The concerted effort by the Proud Boys to join the leadership of the party — and, in some cases, run for local office — has destabilized and dramatically reshaped the Miami-Dade Republican Party that former Gov. Jeb Bush and others built into a powerhouse nearly four decades ago, transforming it from an archetype of the strait-laced establishment to an organization roiled by internal conflict as it wrestles with forces pulling it to the hard right. The conflict comes at a pivotal moment for Republicans nationally, as primary voters weigh whether to wrench the party from its extremist elements — or more fully embrace them.

“Yes, we have fringe elements,” said René García, the chairman of the approximately 125-member Republican committee in Miami-Dade County, who is also a county commissioner and former state senator. “Yes, we have different points of view in our party. That’s how we are. And my job as Republican chairman is to protect everyone’s First Amendment right, however wrong they may be.”

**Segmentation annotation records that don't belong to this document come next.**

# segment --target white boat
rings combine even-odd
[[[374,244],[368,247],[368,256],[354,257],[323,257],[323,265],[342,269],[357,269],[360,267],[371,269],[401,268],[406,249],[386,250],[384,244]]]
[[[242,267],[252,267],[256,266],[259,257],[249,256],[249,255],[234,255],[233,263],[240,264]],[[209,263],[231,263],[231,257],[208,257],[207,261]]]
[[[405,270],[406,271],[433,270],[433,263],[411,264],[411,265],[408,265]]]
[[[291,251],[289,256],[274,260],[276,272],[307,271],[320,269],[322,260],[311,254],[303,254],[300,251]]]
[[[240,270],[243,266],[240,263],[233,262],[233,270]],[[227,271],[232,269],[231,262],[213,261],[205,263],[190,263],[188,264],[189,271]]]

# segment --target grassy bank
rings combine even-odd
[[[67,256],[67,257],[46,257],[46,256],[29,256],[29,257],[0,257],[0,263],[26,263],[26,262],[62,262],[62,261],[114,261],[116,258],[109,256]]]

The Proud Boys spent nearly half a decade engaged in often violent protests across the country over issues such as the removal of Confederate statues and the unsubstantiated spread of Shariah law. After the Capitol attack, however, as Proud Boys were being investigated by law enforcement and charged with federal crimes, they lowered their profile. The group dissolved its national leadership and encouraged chapters to get involved in local issues, with the goal of amassing support in advance of this year’s midterm elections.

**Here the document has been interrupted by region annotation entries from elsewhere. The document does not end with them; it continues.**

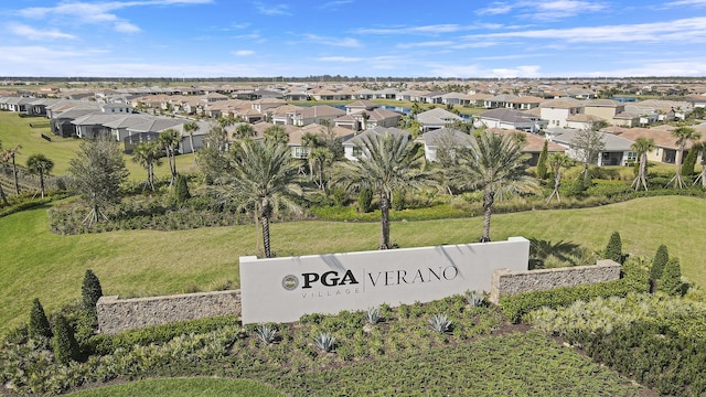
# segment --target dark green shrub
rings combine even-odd
[[[54,357],[57,363],[68,365],[68,362],[78,360],[78,343],[74,337],[74,330],[65,316],[58,314],[54,320]]]
[[[682,163],[682,176],[692,176],[694,174],[694,167],[696,167],[696,155],[698,150],[689,150]]]
[[[682,282],[682,267],[678,259],[670,259],[664,266],[662,279],[657,287],[659,291],[668,293],[673,297],[684,294],[684,283]]]
[[[179,206],[183,206],[189,198],[191,198],[191,193],[189,192],[189,183],[186,182],[186,178],[182,174],[176,174],[176,180],[174,181],[174,200]]]
[[[373,191],[371,189],[362,189],[357,194],[357,211],[368,213],[372,211]]]
[[[649,273],[633,265],[624,265],[623,277],[620,280],[598,282],[577,287],[560,287],[546,291],[532,291],[502,297],[500,307],[505,316],[513,323],[533,310],[547,307],[556,309],[569,305],[578,300],[589,301],[602,297],[624,297],[629,292],[649,292]]]
[[[81,287],[81,297],[83,298],[84,308],[95,310],[98,299],[103,297],[103,288],[100,288],[100,280],[93,272],[87,269],[84,276],[84,283]]]
[[[39,298],[34,298],[32,301],[29,335],[30,337],[52,337],[52,328]]]
[[[622,242],[620,239],[620,233],[613,232],[610,235],[606,250],[603,251],[605,259],[611,259],[618,264],[622,264]]]
[[[539,160],[537,160],[537,178],[543,180],[547,179],[549,175],[547,169],[547,157],[548,157],[548,141],[544,141],[544,146],[542,147],[542,151],[539,152]]]
[[[666,262],[670,260],[670,251],[666,246],[663,244],[657,248],[656,254],[654,255],[654,259],[652,259],[652,267],[650,268],[650,278],[653,280],[659,280],[662,278],[662,272],[664,271],[664,267]]]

“The plan of attack if you want to make change is to get involved at the local level,” Jeremy Bertino, a prominent member of the North Carolina Proud Boys, told The New York Times last year in the midst of the shift.

What they intend to do with their power is unclear. Still, following a trend pushed by far-right figures like Stephen K. Bannon, Proud Boys started showing up at school board meetings to protest coronavirus mask mandates and the teaching of antiracist curriculum.

In California’s Central Valley, members of the group have intimidated protesters who did not want a church to buy an L.G.B.T.Q.-friendly theater in Fresno. A Proud Boy declared his candidacy for the Oregon Legislature. A former Proud Boy in Kansas lost a race for a Topeka City Council seat.

The Proud Boys’ encroachments into the Miami-Dade Republican Party are, by far, the group’s largest political success. The Fontainebleau incident was the latest to cause unrest within the party as a small but growing number of Proud Boys have deepened existing divisions and injected an unusual degree of aggression into routine dealings.

Such a rightward shift mirrors the evolution of state and national Republicans but is remarkable for Miami-Dade, Florida’s most populous county, which Democratic presidential candidates have won since 1992. Republicans vastly improved their showing in 2020, a swing that has soured Democrats’ prospects.

Chris Barcenas, a Republican committeeman and Proud Boy, said he started thinking about running for a committeeman seat about a year ago.

“Instead of sitting on the sidelines complaining about RINOs or whatever,” he said, referring to “Republicans in name only,” “I realized that in order to make changes, I had to be involved and be part of the process.”

Mr. Barcenas, 34, voluntarily testified a few months ago to the House select committee investigating the events of Jan. 6 about his understanding of the Proud Boys’ role in the Capitol attack. He protested at the Capitol that day but did not go into the building and has not been charged with any crimes.

Gabriel Garcia, 37, who has pleaded not guilty to the charges from the Capitol attack, said the party was once the province of country-club Republicans.

“I know a lot of people on the committee way before me were supporting people like Jeb,” said Mr. Garcia, who lost a State House bid in 2020. “But when Trump won, pretty much everyone started falling in line
.”
 
Again, these are January 6th domestic insurrectionist terrorists now taking over local GOP offices and purging the "RINOs" from the party. They are telling Cuban Americans that Democrats have abandoned them, all the way up to "Well if you don't want to end up like the Blacks, you'd better vote Republican."

It's working. Miami/Dade is going to be lost for a generation to the GOP if Democrats don't get their shit together and go after the actual January 6th terrorists running the GOP in the county.